Gran Hermano organizó un "retiro espiritual" de urgencia para frenar las peleas en la casa

La producción de Telefe armó una actividad de relajación con cuencos tibetanos y sahumerios a horas de la gala de eliminación.

Los jugadores compartieron una jornada de meditación guiada, pero la desconfianza mutua arruinó la estrategia de la producción.

Los jugadores compartieron una jornada de meditación guiada, pero la desconfianza mutua arruinó la estrategia de la producción.

La casa de Gran Hermano vivió momentos especiales en las últimas horas. Los jugadores participaron de distintas actividades de relajación y conexión grupal para bajar las tensiones, como parte de un retiro espiritual improvisado.

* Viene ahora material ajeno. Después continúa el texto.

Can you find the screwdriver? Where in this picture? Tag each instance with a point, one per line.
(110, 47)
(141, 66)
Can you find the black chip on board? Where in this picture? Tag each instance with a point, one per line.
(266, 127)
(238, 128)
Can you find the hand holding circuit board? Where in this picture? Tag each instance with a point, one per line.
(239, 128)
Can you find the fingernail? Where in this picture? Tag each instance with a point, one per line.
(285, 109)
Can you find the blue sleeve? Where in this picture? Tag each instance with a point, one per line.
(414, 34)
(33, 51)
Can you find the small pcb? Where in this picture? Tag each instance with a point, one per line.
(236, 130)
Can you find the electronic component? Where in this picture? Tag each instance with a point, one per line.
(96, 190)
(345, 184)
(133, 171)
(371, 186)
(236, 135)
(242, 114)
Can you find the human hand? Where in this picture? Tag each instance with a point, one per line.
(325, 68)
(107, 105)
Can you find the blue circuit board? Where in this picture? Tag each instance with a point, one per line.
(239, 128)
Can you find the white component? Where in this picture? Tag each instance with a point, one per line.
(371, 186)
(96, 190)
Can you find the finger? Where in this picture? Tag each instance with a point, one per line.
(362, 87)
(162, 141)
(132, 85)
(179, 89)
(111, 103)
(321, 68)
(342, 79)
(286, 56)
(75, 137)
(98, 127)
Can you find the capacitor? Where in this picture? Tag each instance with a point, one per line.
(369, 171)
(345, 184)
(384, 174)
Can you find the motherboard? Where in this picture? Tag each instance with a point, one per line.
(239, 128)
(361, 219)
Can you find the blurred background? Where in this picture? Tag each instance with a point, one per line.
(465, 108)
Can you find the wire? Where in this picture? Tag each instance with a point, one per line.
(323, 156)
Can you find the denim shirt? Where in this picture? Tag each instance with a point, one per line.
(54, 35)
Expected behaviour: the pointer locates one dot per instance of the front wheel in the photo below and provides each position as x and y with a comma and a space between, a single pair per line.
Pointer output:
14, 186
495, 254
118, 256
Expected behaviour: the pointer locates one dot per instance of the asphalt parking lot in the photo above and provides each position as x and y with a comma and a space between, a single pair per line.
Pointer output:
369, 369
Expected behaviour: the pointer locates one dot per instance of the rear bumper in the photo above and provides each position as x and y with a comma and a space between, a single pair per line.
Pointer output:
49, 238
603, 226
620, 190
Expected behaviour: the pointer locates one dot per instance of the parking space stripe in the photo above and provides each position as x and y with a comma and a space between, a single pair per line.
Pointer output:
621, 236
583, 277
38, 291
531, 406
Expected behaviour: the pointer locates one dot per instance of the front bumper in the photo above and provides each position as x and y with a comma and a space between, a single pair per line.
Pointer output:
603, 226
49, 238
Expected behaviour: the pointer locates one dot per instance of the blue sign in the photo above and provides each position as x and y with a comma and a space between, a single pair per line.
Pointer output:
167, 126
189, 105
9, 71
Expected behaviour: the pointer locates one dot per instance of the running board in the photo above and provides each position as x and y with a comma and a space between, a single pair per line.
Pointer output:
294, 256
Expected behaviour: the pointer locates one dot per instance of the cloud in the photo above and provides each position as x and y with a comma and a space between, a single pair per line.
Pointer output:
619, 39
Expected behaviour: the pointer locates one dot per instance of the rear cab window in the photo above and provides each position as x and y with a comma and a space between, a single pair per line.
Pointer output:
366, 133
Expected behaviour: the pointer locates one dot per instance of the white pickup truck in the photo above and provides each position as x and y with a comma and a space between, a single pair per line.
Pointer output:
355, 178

El reality de Telefe recurrió a esta experiencia "de urgencia" con el objetivo de armonizar la convivencia entre los hermanitos y terminar con varias semanas de peleas constantes, justo a horas de una nueva gala de eliminación.

Cómo fue la experiencia espiritual en Gran Hermano

La producción del certamen obligó a los jugadores a prender sahumerios y alojarse en el salón de usos múltiples (SUM). El equipo técnico preparó ese espacio con una ambientación especial basada en cuencos tibetanos para lograr una verdadera introspección entre los convivientes.

Con la voz del Big guiando cada uno de los movimientos, los integrantes de la Generación Dorada se sentaron en el piso. La consigna principal los forzó a dejar las estrategias de lado por varias horas, alejarse de las denominadas "malas vibras" y desconectarse por completo del juego diario.

A pesar de que la idea original buscaba terminar con las rivalidades por un rato, el ambiente permaneció espeso. Las cámaras del programa registraron las miradas de reojo y la incomodidad entre los dos bandos claramente definidos que dividen la casa en la actualidad.

La actividad no logró sanar las diferencias extremas entre los líderes de los grupos. Uno de los nominados de la semana demostró el fracaso de la meditación apenas la producción dio por finalizado el encuentro en el salón común.

"Es imposible limpiar la energía acá adentro si hay gente que te vota y después te viene a abrazar con olor a sándalo", sentenció uno de los participantes al terminar la prueba.

De esta manera, el intento de pacificación dejó en evidencia que la tregua resulta inviable dentro del concurso. Los competidores guardan sus mayores energías para el veredicto del público en la próxima placa telefónica, donde se medirá la verdadera fuerza de cada sector.